After the questionable success of the first post in this series, our attention turns to England’s northernmost county, Northumberland. 64 miles of glorious coastline, 322,000 people and numerous castles, it has more than enough to detain us awhile.
251 pubs have appeared in the 48 published editions of the Good Beer Guide, two of which crept in illicitly. The White Swan in Dinnington (1998) was sent back red-faced to Tyne and Wear the following year while the Station in Gilsland (1980/81) suffered the same fate as the actual station, whilst remaining firmly in Cumbria. The picture below was taken on a rare wet day.
Berwick-upon-Tweed has the most entries (18) followed by Blyth (13), Alnwick (13) and Morpeth (10). The leader board is shared by the Star at Netherton and the Dipton Mill Inn, near Hexham with 40 appearances apiece.
The Dipton Mill Inn has been home to the Hexhamshire brewery since 1992 and is a dreamy looking stone country pub.
The Star is something different, a farmhouse-style classic that enjoyed a 40-year unbroken run in the Guide.
The Star is on CAMRA’s heritage list of historic pub interiors, which adds the following comments:
“Outside gents’ and ladies’ toilets across the car park – one must pick up the key (blue tag for the gents’!) from the counter to open and close them! Note if a round consists of two or more pints of beer you will get dimple glasses with different coloured small round stickers on them so that when you ask for a second pint you will guarantee to get the same glass back – no modern ideas such as ‘a fresh glass every time’ here! Please note the opening hours are very restricted”.
“Very restricted” is no exaggeration – it’s open five and a half hours a week.
The more urban parts of Northumberland have suffered the heaviest losses. 5 of the 13 pubs in Blyth have disappeared, a town on the coast but not favoured by tourists. Ashington, once in the north eastern coalfields, has lost 3 of its 6 entries, though the impressive Elephant survives.
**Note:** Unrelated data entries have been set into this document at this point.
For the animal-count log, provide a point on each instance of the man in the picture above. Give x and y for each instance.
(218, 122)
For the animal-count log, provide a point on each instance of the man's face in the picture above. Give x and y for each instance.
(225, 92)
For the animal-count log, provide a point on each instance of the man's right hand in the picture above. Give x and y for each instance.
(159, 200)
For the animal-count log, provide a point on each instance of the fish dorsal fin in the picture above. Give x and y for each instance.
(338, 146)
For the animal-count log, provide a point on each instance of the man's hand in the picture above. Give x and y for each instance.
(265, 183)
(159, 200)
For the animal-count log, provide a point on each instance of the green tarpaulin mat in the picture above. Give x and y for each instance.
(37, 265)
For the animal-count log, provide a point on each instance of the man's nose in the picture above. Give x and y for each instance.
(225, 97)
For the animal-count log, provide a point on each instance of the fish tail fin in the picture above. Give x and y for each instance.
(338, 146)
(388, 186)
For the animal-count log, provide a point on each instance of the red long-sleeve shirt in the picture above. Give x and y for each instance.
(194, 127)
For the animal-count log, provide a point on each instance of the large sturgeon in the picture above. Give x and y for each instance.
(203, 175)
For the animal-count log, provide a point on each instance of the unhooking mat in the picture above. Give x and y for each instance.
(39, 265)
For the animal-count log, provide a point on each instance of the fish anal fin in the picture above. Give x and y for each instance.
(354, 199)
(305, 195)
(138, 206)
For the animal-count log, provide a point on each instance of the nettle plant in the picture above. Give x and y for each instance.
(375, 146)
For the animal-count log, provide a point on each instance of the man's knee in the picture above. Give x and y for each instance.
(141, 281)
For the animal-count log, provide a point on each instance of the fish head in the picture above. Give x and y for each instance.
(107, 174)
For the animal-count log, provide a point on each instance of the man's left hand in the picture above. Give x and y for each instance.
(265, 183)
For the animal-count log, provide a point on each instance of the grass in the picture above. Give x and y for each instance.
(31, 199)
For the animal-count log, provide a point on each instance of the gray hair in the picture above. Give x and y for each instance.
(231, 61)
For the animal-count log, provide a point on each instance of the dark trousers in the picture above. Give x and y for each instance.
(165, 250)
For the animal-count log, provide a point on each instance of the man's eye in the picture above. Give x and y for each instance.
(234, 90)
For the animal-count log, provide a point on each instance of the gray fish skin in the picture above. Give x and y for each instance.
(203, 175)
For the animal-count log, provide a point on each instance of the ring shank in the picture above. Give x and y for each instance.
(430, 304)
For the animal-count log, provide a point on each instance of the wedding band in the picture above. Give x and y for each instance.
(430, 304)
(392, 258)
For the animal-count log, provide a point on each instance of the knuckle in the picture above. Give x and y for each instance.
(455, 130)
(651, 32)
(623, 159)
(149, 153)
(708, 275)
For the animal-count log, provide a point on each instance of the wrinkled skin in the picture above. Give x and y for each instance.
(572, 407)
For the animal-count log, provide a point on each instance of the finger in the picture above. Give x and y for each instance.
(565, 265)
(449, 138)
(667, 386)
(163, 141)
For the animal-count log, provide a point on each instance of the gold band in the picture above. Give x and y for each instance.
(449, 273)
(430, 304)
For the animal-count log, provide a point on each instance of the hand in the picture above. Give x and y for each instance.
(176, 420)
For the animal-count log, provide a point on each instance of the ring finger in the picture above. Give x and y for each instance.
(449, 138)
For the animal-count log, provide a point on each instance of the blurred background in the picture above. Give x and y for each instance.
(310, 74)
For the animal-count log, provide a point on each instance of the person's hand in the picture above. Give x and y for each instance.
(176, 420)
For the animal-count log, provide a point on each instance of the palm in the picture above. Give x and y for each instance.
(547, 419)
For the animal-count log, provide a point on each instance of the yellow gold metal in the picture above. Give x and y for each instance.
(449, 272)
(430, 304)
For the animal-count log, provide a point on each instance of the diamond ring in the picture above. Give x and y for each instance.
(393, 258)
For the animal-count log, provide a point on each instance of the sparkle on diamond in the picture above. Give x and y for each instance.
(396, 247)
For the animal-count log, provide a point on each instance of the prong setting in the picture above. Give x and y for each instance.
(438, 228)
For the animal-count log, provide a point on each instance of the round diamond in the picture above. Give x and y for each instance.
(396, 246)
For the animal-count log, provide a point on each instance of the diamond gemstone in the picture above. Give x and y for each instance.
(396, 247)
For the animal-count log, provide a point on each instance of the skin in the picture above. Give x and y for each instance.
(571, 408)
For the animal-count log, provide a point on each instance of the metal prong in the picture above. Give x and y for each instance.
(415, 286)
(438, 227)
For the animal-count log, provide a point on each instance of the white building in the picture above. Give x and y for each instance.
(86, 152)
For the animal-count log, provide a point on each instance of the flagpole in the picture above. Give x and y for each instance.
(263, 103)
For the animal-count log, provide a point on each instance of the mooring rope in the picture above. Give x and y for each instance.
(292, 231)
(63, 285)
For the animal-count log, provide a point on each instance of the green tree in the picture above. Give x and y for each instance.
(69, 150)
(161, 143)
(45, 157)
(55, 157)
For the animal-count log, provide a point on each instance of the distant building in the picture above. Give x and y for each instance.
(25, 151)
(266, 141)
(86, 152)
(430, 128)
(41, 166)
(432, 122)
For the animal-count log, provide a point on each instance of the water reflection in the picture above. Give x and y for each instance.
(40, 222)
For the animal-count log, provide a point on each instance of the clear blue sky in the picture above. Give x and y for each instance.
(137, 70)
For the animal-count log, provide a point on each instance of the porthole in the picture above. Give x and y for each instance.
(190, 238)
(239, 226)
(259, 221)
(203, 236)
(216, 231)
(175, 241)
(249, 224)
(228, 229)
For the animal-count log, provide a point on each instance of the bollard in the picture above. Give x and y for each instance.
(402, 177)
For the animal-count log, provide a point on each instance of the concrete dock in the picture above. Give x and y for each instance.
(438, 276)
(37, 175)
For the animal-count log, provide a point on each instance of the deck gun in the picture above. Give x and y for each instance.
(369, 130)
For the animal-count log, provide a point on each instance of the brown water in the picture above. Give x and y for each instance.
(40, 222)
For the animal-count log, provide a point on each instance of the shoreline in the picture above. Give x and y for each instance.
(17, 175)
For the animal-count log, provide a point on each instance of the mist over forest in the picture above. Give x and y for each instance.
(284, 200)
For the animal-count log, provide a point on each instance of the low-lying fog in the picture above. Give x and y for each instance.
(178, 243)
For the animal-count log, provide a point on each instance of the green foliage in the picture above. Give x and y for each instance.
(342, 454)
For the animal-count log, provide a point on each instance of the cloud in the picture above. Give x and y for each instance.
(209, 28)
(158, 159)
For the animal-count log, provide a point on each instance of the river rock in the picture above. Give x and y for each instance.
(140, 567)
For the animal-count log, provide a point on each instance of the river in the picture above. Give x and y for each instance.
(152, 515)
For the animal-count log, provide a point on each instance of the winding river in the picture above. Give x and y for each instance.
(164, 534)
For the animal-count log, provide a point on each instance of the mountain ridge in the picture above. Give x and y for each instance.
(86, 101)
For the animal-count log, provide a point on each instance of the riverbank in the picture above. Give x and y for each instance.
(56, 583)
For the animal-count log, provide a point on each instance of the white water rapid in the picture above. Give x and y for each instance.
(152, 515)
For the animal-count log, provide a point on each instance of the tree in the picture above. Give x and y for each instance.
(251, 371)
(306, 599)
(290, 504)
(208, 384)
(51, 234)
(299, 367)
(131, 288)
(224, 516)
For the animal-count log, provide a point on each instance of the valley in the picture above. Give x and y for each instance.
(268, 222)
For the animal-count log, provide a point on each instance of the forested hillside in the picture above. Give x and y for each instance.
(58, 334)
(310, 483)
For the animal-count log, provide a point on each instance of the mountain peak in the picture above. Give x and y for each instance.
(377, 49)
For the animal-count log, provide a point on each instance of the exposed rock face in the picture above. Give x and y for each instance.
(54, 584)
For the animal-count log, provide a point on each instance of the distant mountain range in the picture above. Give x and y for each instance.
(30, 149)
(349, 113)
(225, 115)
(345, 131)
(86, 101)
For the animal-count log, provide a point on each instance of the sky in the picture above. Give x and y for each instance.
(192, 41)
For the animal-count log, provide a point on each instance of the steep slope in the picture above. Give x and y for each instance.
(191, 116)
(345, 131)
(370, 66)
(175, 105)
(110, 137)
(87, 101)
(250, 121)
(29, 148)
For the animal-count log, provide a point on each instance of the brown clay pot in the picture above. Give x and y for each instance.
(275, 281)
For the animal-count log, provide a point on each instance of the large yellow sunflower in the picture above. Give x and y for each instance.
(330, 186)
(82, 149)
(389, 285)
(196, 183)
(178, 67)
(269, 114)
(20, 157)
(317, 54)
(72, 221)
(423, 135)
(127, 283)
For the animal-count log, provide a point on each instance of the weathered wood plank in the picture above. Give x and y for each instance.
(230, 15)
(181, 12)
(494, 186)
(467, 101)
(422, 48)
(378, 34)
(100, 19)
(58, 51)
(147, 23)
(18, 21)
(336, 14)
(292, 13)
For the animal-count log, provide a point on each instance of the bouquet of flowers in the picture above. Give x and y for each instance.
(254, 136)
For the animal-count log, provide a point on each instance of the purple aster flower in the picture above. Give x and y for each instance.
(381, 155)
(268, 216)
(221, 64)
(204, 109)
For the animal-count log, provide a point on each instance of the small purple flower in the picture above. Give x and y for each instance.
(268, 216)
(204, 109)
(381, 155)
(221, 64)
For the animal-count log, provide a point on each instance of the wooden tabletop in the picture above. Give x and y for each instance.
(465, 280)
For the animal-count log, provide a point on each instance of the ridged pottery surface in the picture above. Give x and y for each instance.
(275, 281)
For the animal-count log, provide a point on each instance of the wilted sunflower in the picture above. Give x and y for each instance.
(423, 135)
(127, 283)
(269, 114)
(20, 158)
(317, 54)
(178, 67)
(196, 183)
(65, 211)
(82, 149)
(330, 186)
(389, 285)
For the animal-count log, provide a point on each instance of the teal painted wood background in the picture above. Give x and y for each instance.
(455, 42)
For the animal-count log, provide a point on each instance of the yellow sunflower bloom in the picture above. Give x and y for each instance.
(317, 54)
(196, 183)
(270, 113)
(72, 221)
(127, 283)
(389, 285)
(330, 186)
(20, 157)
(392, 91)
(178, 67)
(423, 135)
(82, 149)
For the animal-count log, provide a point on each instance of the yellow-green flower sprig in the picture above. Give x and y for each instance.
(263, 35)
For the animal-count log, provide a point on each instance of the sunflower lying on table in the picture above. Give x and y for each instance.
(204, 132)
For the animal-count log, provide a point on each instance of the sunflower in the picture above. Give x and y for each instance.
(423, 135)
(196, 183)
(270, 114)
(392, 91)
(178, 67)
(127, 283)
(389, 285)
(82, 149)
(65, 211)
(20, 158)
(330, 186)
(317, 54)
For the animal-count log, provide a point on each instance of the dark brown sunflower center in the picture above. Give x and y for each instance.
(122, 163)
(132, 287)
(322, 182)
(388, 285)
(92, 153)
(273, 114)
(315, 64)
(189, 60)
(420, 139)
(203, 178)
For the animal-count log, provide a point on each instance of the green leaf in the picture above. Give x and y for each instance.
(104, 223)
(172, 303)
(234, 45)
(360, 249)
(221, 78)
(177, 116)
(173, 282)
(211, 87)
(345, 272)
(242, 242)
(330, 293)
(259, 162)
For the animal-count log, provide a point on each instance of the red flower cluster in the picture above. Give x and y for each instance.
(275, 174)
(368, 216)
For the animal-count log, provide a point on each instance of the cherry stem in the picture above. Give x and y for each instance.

Built by Robert Deuchar of the Sandyford Brewery, Newcastle in 1900, it was originally the North Seaton Hotel but locally became known as the White Elephant.
Tweedmouth, across the river from Berwick has lost 4 from 7, including former stalwarts like the Harrow Inn. Berwick itself has lost 5 of which the Hen and Chickens, a grade 2 listed building, was the best known.
Overall 53 of the 251 are now permanently closed and 42 pubs have appeared just once.
My first post-lockdown pub this year was in Northumberland. The Lord Crewe Arms in Blanchland, built in 1165, was once a guest house for visitors to Blanchland Abbey. Only the gatehouse of the abbey survives but the pub/hotel is fully intact. The bar is in a vault, part of an ancient network of rooms.
It’s a far cry from the Elephant but both are examples of Northumberland’s varied history and architecture. No other guide book would steer you to both Blanchland and Ashington but that’s the joy of the Good Beer Guide.